Once upon a time, at a magical money vacuum cleaner of a Meatpacking District restaurant, the first menu item a guest saw was a plate of oysters paired with Krug for $100. The goal wasn’t to sell oodles of Champagne; it was to make everything else in the overpriced restaurant seem reasonable by comparison. In the cunning world of psychological pricing, this trick is known as anchoring. Patrons are shown an exorbitant good or service up front to reset their expectations on what is normal, prompting diseased musings along the lines of, “Hey, at least these $75 crab legs are cheaper than that glass of wine.”
This is the lens through which we consider Don Wagyu, a fast-casual spot in the Financial District that sells luxuriously fatty beef sandwiches — an Instagram sensation in Japan. It’s brought to us by Derek Feldman, owner of the Uchu tasting menu temple. “I love sitting for a long omakase experience, but that can’t be an everyday experience. I wanted to make that experience more accessible,” he told Bloomberg’s Kate Krader of his new restaurant. What a humanitarian.
Don Wagyu is just an everyday place to swing by for an $180 Ozaki beef sandwich, a Miyazaki version for $80, or an American-Japanese cross breed alternative for $28. Students of Suttonomics know what’s going on here: It’s a clear case of anchoring, with prospective diners having been primed by the litany of media headlines highlighting the most expensive sandwich.

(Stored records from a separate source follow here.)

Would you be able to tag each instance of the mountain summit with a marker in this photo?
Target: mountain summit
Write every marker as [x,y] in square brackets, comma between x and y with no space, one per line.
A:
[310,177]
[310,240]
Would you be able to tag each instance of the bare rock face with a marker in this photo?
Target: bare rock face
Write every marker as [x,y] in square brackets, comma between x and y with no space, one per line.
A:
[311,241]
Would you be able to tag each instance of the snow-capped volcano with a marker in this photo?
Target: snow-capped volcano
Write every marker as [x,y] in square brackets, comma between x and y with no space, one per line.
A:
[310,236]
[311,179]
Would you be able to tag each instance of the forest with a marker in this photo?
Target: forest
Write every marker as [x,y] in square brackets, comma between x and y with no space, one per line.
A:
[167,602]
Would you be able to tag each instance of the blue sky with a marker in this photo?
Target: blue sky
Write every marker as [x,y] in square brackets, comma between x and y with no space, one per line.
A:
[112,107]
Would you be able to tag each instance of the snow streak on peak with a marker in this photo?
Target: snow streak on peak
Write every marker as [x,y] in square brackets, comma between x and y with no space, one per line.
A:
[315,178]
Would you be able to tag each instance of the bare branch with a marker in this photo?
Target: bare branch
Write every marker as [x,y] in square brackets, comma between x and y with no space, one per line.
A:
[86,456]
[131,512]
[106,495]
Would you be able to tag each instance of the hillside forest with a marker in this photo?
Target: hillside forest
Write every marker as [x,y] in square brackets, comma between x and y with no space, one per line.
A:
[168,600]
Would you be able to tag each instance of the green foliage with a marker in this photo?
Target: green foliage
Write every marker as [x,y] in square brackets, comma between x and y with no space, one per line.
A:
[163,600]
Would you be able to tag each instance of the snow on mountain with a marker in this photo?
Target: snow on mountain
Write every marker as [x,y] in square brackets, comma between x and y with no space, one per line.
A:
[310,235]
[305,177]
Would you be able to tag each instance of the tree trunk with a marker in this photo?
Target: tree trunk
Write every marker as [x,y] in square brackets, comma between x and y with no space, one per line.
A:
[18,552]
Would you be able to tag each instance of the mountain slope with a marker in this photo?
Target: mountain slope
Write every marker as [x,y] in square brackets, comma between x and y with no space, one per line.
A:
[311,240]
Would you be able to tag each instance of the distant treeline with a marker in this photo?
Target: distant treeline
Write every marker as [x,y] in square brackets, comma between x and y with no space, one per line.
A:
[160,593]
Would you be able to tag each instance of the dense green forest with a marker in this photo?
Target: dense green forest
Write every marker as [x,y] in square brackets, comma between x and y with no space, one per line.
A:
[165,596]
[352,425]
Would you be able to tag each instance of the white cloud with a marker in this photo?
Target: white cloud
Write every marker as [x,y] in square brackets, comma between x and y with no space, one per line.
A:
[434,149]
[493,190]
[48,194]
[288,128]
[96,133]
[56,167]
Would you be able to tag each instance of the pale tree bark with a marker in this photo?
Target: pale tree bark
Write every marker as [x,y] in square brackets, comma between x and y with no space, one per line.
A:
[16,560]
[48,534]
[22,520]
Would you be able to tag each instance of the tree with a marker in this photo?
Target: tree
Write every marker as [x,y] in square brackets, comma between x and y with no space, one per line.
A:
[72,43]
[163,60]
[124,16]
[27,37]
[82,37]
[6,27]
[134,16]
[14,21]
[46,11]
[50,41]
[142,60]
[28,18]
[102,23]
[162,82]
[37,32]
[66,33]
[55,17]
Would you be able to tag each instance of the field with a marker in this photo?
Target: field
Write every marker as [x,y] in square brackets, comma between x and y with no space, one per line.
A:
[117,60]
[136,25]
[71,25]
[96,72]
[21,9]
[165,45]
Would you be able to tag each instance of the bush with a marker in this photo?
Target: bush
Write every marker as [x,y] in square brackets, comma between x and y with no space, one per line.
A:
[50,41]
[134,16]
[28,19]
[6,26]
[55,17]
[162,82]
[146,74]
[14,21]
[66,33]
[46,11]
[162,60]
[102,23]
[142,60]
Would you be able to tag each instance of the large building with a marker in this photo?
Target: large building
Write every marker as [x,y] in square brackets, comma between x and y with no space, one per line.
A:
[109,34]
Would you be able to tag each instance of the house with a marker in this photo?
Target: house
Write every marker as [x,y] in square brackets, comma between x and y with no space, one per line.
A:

I dropped by twice — to try the $28 version. On my first visit each of the six stools were occupied by dudes, with just as many dudes waiting. On my second visit, later in the day, there was just a single human eating at the wood counter, a dude wearing both of his AirPods, scrolling through his iPhone X as he ate. Neil Young’s “Rockin in the Free World” piped through the sound system.
Workers in a small kitchen coat the beef in panko, fry it, and sandwich the cutlet between slices of steak sauce-slicked pain de mie. It arrives in about ten minute’s time with a side of nori-dusted fries and a pickle.
It’s fair to say that the $28 isn’t out of line with the city’s prevailing crop of cheffed-up burgers. But it’s also fair to say that charging that much for a burger is a great way to make normal humans think the hospitality industry is in the shakedown business. Another relevant point is that at least some of the high end patties out there are uniquely delicious creations, not to mention products of careful sourcing and expert cookery. This $28 wagyu sandwich isn’t any of those things.
The meat is rare. That’s the only compliment I have. American wagyu can often be a gorgeous and hauntingly complex, exhibiting a fatty silkiness while also bursting with notes of iron, blood, and blue cheese. The beef at Don is about as silky as a Slim Jim and has as much flavor as high school cafeteria lunch meat. It is the apotheosis of bland. It tastes of bread, breadcrumb, and sauce. In other words, it tastes of everything but beef.
So the question is, if the restaurant can’t get a $28 sandwich right, do you trust it with the $80 version? Or the $180 version? No, you don’t, which is why I didn’t even bother ordering them — though I sampled a lousy Miyazaki version during my Uchu review.
Guess what? I’m rating the Don Wagyu sandwich a SELL. It ended up costing nearly $45 after adding on a coke and 20 percent tip. I should also note that the $180 sandwich is cheaper than a $600 meal at Masa, which is cheaper than a $400,000 Lamborghini, which is cheaper than a $50 million penthouse apartment. Really, our entire city is a constant act of anchoring self-rationalizations. But that doesn’t mean we have to buy into any of this bull.
Buy, Sell, Hold is a column from Eater New York’s chief critic Ryan Sutton where he looks at a single dish or item and decides whether you should you buy it, sell it (or just don’t try it at all), or hold (give it some time before trying).